Relation between positional specific heat and static relaxation length: Application to supercooled liquids

S. Davatolhagh

Published 2004-02-07, updated 2005-07-27Version 2

A general identification of the {\em positional specific heat} as the thermodynamic response function associated with the {\em static relaxation length} is proposed, and a phenomenological description for the thermal dependence of the static relaxation length in supercooled liquids is presented. Accordingly, through a phenomenological determination of positional specific heat of supercooled liquids, we arrive at the thermal variation of the static relaxation length $\xi$, which is found to vary in accordance with $\xi \sim (T-T_0)^{-\nu}$ in the quasi-equilibrium supercooled temperature regime, where $T_0$ is the Vogel-Fulcher temperature and exponent $\nu$ equals unity.
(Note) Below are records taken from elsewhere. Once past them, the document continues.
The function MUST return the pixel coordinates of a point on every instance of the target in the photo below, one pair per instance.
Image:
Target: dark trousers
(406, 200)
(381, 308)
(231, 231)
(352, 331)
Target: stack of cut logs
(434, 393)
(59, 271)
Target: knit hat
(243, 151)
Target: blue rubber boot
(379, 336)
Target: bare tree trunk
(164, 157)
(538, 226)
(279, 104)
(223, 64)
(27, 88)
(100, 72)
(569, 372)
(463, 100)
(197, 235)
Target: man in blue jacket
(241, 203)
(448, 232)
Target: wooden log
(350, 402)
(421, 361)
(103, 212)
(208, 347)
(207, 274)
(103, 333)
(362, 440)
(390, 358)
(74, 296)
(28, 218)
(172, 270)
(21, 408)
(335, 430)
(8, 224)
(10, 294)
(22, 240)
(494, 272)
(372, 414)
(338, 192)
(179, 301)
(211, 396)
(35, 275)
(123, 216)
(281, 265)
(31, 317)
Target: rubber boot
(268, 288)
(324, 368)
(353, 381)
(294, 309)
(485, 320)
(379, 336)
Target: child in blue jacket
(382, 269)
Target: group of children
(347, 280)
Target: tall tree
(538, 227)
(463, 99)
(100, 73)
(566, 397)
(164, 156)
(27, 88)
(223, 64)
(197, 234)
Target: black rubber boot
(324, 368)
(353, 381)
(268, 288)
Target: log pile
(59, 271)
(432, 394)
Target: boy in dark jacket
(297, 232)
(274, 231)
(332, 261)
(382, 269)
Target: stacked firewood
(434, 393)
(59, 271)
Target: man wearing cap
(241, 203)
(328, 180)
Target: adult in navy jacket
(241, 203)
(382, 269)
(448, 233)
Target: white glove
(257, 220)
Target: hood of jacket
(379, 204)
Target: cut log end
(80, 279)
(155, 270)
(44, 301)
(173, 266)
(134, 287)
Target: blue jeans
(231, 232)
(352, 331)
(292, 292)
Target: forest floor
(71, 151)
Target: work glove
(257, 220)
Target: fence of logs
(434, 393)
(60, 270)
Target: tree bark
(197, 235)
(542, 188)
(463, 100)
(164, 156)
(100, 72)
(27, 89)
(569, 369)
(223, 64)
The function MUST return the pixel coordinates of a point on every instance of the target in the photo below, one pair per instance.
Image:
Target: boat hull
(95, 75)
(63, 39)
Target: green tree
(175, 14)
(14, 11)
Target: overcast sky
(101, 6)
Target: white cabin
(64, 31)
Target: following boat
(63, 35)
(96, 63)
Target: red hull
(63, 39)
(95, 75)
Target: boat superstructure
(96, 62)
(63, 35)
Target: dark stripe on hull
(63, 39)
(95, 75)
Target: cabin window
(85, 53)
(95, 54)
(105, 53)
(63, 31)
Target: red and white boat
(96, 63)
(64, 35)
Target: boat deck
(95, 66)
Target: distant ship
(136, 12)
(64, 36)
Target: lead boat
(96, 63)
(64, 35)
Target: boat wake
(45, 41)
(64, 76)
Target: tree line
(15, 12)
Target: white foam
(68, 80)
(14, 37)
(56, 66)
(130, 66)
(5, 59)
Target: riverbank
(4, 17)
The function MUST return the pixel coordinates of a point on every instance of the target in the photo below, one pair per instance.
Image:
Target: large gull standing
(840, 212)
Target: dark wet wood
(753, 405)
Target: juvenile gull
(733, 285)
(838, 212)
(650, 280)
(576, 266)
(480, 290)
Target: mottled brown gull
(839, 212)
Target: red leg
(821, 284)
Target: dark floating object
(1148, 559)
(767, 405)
This result to a certain degree agrees with that obtained from mean field theory of random-first-order transition, which suggests a power law temperature variation for $\xi$ with an apparent divergence at $T_0$. However, the phenomenological exponent $\nu = 1$, is higher than the corresponding mean field estimate (becoming exact in infinite dimensions), and in perfect agreement with the relaxation length exponent as obtained from the numerical simulations of the same models of structural glass in three spatial dimensions.